Use "unknown" to find matepairs split
between the references. Use from-to to limit
matepair distance on the same reference
Filters for individual reads Applied only with --split-spot set
--skip-technical Dump only biological reads
OUTPUT
-O|--outdir <path> Output directory, default is working
directory '.' )
-Z|--stdout Output to stdout, all split data become
joined into single stream
--gzip Compress output using gzip
--bzip2 Compress output using bzip2
Multiple File Options Setting these options will produce more
than 1 file, each of which will be suffixed
according to splitting criteria.
--split-files Dump each read into separate file.Files
will receive suffix corresponding to read
number
--split-3 Legacy 3-file splitting for mate-pairs:
First biological reads satisfying dumping
conditions are placed in files *_1.fastq and
*_2.fastq If only one biological read is
present it is placed in *.fastq Biological
reads and above are ignored.
-G|--spot-group Split into files by SPOT_GROUP (member name)
-R|--read-filter <[filter]> Split into files by READ_FILTER value
optionally filter by value:
pass|reject|criteria|redacted
-T|--group-in-dirs Split into subdirectories instead of files
-K|--keep-empty-files Do not delete empty files
FORMATTING
Sequence
-C|--dumpcs <[cskey]> Formats sequence using color space (default
for SOLiD),"cskey" may be specified for
translation
-B|--dumpbase Formats sequence using base space (default
for other than SOLiD).
Quality
-Q|--offset <integer> Offset to use for quality conversion,
default is 33
--fasta <[line width]> FASTA only, no qualities, optional line
wrap width (set to zero for no wrapping)
--suppress-qual-for-cskey supress quality-value for cskey
Defline
-F|--origfmt Defline contains only original sequence name
-I|--readids Append read id after spot id as
'accession.spot.readid' on defline
--helicos Helicos style defline
--defline-seq <fmt> Defline format specification for sequence.
--defline-qual <fmt> Defline format specification for quality.
<fmt> is string of characters and/or
variables.

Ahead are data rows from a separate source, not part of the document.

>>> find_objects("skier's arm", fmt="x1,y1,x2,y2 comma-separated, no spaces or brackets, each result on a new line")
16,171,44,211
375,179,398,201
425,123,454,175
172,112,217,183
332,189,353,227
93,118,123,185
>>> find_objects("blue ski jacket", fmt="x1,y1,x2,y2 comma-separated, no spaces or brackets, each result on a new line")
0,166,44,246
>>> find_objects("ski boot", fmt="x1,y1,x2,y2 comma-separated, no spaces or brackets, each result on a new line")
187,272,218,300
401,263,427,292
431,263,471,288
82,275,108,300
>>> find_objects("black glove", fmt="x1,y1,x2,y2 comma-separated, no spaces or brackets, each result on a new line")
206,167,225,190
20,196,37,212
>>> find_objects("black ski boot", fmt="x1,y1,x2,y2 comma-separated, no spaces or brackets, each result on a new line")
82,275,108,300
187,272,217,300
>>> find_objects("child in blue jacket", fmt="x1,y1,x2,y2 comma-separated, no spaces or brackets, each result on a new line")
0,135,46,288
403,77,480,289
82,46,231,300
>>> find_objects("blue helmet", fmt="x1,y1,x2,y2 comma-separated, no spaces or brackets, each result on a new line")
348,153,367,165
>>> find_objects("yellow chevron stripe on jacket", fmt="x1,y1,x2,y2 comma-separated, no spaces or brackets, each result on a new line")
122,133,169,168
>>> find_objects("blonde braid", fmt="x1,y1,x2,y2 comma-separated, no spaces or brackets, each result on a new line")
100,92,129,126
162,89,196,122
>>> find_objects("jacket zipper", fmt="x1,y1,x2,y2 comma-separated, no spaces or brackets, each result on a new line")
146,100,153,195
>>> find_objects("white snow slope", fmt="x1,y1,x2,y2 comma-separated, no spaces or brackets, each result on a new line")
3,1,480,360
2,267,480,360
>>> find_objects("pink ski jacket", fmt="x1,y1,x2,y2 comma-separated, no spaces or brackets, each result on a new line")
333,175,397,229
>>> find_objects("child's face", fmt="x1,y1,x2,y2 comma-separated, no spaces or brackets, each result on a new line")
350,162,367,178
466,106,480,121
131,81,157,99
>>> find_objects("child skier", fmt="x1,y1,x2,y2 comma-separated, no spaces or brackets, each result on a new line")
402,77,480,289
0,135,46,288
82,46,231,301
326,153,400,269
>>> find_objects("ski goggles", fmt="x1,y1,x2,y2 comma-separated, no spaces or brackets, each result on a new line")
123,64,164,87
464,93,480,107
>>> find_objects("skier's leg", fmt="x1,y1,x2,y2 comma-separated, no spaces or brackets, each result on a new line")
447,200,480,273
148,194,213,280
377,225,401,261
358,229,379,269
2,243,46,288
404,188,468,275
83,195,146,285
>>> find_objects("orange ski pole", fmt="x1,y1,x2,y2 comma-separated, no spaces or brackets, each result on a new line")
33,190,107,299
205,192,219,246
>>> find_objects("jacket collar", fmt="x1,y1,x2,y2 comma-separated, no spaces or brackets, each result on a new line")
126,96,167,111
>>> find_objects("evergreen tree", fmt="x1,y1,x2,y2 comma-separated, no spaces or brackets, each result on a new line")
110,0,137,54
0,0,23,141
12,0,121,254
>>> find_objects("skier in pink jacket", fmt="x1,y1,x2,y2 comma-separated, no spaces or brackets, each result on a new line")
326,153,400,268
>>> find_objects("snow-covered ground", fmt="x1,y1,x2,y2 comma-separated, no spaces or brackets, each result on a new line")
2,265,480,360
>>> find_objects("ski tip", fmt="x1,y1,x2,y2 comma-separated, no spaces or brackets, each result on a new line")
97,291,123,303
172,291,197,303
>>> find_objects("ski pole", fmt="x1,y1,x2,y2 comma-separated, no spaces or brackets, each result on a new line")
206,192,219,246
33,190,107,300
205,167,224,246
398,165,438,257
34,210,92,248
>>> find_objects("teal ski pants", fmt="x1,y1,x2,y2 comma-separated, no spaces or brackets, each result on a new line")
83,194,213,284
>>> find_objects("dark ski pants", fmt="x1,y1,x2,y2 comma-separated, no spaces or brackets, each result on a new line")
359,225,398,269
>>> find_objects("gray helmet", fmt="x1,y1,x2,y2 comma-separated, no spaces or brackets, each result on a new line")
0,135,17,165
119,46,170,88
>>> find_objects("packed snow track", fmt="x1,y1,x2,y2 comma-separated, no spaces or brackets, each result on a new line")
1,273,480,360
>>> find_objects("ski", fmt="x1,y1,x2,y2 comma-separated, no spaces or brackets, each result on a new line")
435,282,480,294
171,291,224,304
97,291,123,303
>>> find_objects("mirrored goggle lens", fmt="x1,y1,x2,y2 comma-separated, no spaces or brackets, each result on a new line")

The variables can be one of: $ac
- accession, $si spot id, $sn spot
name, $sg spot group (barcode), $sl spot
length in bases, $ri read number, $rn
read name, $rl read length in bases. '[]'
could be used for an optional output: if
all vars in [] yield empty values whole
group is not printed. Empty value is empty
string or for numeric variables. Ex:
@$sn[_$rn]/$ri '_$rn' is omitted if name
is empty
OTHER:
--disable-multithreading disable multithreading
-h|--help Output brief explanation of program usage
-V|--version Display the version of the program
-L|--log-level <level> Logging level as number or enum string One
of (fatal|sys|int|err|warn|info) or (0-5)
Current/default is warn
-v|--verbose Increase the verbosity level of the program
Use multiple times for more verbosity
--ncbi_error_report Control program execution environment
report generation (if implemented). One of
(never|error|always). Default is error
--legacy-report use legacy style 'Written spots' for tool
fastq-dump : 2.5.8 ( 2.5.8-1 )
Links
Installation notes
- AsperaConnect is also installed and its module loaded by default when loading the sra-tools module.
- To making using prefetch easier, there is a environment variable called $ASPERASTR that can be used.